Dozing U.S. Diplomats Let Venezuelan Narco-General Slip Away
By: Roger F. Noriega
Fuente: Foreign Policy Vía IASW
Although a retired Venezuelan general and confidante of President Nicolás Maduro just managed to evade U.S. extradition to face drug smuggling charges, the unsealed indictment in his case reveals that U.S. prosecutors have gathered compelling evidence of widespread criminality at the highest levels of the Maduro government. Dozing U.S. diplomats let Major General Hugo Carvajal slip away this past weekend, but the fact that Caracas pulled out the stops to keep him from facing U.S. justice has exposed a regime with a very guilty conscience.
U.S. diplomats were caught off-guard on Sunday when the Netherlands decided to recognize the dubious claims of “diplomatic immunity” by Carvajal, who was being held in Aruba since his arrest last Wednesday at the request of U.S. law enforcement authorities. In court proceedings last Friday, Aruban authorities dismissed Carvajal’s claims of immunity, arguing that he had never been accredited as Venezuela’s consul general on the island.
After the Dutch government reversed this position after entreaties by the Venezuelan government, Aruba released Carvajal and declared him persona non grata. He returned early Sunday evening to a hero’s welcome in Caracas, received by First Lady Cilia Flores.
After Carvajal’s release on Sunday, Aruban and U.S. authorities told the Miami Herald and the New York Times that the Venezuelan government threatened economic reprisals and rattled sabers to prevent him from ending up in U.S. custody.

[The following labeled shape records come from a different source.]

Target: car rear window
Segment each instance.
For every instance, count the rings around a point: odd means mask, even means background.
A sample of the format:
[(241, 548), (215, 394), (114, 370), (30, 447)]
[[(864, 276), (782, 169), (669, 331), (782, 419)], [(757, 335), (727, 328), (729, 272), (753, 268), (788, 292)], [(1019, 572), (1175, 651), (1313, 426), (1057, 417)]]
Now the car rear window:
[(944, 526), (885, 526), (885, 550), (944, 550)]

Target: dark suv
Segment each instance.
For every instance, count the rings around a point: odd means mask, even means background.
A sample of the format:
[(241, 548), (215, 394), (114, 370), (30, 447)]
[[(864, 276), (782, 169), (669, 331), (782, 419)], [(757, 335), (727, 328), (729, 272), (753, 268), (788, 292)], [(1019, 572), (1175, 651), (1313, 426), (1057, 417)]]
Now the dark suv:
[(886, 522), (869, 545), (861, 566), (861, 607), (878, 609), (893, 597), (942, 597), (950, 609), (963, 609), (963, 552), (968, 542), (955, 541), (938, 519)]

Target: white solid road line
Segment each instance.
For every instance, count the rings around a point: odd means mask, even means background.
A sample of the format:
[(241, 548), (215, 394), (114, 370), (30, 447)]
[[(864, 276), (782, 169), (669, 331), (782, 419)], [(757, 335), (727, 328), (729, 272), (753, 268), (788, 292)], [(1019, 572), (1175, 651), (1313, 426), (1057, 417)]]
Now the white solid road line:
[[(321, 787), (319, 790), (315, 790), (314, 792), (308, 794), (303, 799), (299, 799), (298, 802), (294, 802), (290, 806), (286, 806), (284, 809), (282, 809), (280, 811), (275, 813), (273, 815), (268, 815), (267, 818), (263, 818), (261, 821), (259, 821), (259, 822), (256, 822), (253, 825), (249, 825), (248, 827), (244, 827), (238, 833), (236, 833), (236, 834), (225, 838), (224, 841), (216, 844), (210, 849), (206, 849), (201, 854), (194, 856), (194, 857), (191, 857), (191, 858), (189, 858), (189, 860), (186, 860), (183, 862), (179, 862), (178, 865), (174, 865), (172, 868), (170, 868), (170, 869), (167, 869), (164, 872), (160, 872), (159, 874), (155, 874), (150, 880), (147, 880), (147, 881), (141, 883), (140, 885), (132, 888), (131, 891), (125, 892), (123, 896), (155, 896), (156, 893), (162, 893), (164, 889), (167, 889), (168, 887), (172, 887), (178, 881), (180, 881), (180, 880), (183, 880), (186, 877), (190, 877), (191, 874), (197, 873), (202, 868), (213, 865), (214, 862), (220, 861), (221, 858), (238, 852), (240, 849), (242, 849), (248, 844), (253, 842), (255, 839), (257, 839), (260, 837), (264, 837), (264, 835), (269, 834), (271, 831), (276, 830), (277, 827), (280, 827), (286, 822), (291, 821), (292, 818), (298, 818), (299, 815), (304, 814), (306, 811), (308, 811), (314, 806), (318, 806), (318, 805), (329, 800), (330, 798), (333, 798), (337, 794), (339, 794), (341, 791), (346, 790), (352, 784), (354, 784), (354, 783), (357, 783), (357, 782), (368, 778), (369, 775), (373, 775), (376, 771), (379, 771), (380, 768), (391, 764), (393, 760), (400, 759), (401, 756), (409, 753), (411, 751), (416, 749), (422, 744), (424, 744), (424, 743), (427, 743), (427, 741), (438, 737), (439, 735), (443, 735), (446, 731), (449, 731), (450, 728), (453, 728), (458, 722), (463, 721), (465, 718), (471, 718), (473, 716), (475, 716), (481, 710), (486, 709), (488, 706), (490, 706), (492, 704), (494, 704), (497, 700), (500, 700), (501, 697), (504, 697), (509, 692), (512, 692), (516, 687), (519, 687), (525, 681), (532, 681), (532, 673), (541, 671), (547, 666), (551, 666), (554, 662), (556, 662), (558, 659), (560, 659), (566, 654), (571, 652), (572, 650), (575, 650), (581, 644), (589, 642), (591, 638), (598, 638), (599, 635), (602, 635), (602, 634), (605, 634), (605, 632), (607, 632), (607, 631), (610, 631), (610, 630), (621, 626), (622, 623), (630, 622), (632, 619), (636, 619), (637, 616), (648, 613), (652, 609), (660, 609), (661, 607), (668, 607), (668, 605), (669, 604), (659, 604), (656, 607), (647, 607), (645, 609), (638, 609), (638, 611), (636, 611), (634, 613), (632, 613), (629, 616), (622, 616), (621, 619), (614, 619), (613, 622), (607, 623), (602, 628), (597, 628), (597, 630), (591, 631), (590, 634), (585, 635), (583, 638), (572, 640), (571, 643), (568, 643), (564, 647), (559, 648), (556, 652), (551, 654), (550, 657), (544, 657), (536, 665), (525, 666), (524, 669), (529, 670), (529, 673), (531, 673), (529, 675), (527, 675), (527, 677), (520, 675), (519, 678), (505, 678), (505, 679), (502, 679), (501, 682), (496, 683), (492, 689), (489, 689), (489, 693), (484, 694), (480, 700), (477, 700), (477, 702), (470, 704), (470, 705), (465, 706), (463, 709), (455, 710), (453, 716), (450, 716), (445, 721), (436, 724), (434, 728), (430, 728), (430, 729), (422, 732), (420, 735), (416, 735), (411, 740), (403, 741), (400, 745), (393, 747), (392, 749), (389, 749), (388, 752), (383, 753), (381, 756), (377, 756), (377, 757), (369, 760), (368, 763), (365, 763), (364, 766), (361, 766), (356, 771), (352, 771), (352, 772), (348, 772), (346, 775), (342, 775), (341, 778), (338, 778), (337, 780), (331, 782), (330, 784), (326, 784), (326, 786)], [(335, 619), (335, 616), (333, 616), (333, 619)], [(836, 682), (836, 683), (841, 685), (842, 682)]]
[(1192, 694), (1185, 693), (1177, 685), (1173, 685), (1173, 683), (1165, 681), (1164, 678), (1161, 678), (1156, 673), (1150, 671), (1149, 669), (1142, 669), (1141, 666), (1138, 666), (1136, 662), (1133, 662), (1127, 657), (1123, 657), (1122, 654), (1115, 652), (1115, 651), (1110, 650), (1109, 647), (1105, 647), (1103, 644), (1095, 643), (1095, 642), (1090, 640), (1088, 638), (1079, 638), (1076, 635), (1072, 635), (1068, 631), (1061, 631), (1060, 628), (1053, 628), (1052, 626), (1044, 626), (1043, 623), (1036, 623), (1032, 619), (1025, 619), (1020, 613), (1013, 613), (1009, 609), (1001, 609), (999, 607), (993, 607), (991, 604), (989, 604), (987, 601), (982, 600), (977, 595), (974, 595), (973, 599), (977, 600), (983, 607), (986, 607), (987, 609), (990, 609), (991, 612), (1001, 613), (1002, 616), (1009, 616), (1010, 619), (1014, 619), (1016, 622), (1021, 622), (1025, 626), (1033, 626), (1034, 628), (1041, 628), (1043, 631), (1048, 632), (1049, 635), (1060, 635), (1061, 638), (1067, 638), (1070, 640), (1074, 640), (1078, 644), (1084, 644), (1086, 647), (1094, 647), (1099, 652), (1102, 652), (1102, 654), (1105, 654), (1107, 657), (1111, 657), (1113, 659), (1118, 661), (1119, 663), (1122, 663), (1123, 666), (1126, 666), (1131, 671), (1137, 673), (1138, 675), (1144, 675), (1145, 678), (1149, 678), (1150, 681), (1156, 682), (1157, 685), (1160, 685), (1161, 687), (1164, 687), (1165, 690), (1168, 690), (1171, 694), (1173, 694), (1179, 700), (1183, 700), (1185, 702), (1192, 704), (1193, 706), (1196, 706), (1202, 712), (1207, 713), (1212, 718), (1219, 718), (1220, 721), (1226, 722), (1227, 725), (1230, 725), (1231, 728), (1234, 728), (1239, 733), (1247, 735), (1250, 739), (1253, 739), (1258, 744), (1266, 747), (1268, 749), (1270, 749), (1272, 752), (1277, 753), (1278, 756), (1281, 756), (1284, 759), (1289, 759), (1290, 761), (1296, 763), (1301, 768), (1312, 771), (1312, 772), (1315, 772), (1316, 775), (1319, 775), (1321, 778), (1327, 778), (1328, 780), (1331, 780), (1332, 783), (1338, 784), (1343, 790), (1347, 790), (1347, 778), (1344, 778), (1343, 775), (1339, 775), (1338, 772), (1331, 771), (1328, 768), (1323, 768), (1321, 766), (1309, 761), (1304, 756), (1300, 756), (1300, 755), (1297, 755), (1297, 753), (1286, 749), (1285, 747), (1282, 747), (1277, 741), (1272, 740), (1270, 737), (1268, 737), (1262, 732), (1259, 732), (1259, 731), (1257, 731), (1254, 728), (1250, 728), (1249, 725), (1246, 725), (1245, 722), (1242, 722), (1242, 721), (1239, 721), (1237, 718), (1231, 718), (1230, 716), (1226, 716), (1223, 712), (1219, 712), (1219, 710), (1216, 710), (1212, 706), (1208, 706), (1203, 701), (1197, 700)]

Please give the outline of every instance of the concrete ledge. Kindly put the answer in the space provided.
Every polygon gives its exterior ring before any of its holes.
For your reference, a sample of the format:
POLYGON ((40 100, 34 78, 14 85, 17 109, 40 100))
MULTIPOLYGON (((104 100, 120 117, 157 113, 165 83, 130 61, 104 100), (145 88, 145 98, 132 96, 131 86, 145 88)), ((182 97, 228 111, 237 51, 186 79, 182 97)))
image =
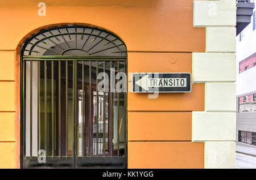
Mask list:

For the time being, U.S. prosecutors will have to wait for a public trial to present the damning evidence they are gathering against numerous Venezuelan officials. According to a 2013 U.S. indictment in the U.S. Southern District of Florida that was unsealed after the arrest, Carvajal “and other high-ranking Venezuelan law enforcement and military officials” helped Colombia’s Cartel del Norte del Valle (NVC), which traffics “thousands of kilograms of cocaine from Venezuela to countries such as Mexico,” bound for the United States. The indictment alleges that Carvajal actually sold cocaine to an NVC trafficker, allowed the NVC to export drugs and import cash, helped the cartel operatives evade capture, provided information on Venezuelan law enforcement activities, and invested in cocaine shipments.
Carvajal’s alleged support for the Colombian narcoguerrillas known as the Fuerzas Armadas Revolucionarias de Colombia (FARC) is notorious. The U.S. Treasury Department blacklisted him in 2008 for having “armed, abetted, and funded the FARC.” Along with Carvajal, Treasury also implicated Henry Rangel Silva, former Venezuelan minister of defense and current governor of Trujillo state, and Ramón Rodríguez Chacín, former minister of interior and justice and current governor of Guárico state.
Carvajal’s purported diplomatic assignment to Aruba is evidence that the Venezuelan government is systematically abetting his illegal activities. Morever, Maduro’s personal involvement in agitating for Carvajal’s release implicates the presidency in a brazen coverup. According to regime sources, Carvajal’s real value to Maduro is the knife he wields in the bitter power struggle being waged within the ruling party.
The Carvajal affair is the second time that U.S. diplomats failed to obtain the release of a Venezuelan wanted on narcotrafficking charges involving government officials. In 2011, Colombia returned alleged cocaine smuggler Walid Makled to Venezuela rather than honor a U.S. extradition request.
It remains to be seen if U.S. diplomats who have been downplaying Venezuelan corruption for the better part of a decade will finally acknowledge that a narcostate weilds power in Caracas. U.S. diplomacy should seek to expose Venezuela’s dangerous, illegal role in abetting narcotrafficking in Colombia, Central America, the Caribbean, Mexico, the United States and beyond. U.S. prosecutors could help in this regard by unsealing any other indictments that they have prepared against Maduro or other Venezuelan officials.
Roger Noriega former senior State Department official and Visiting Fellow at the American Enterprise Institute.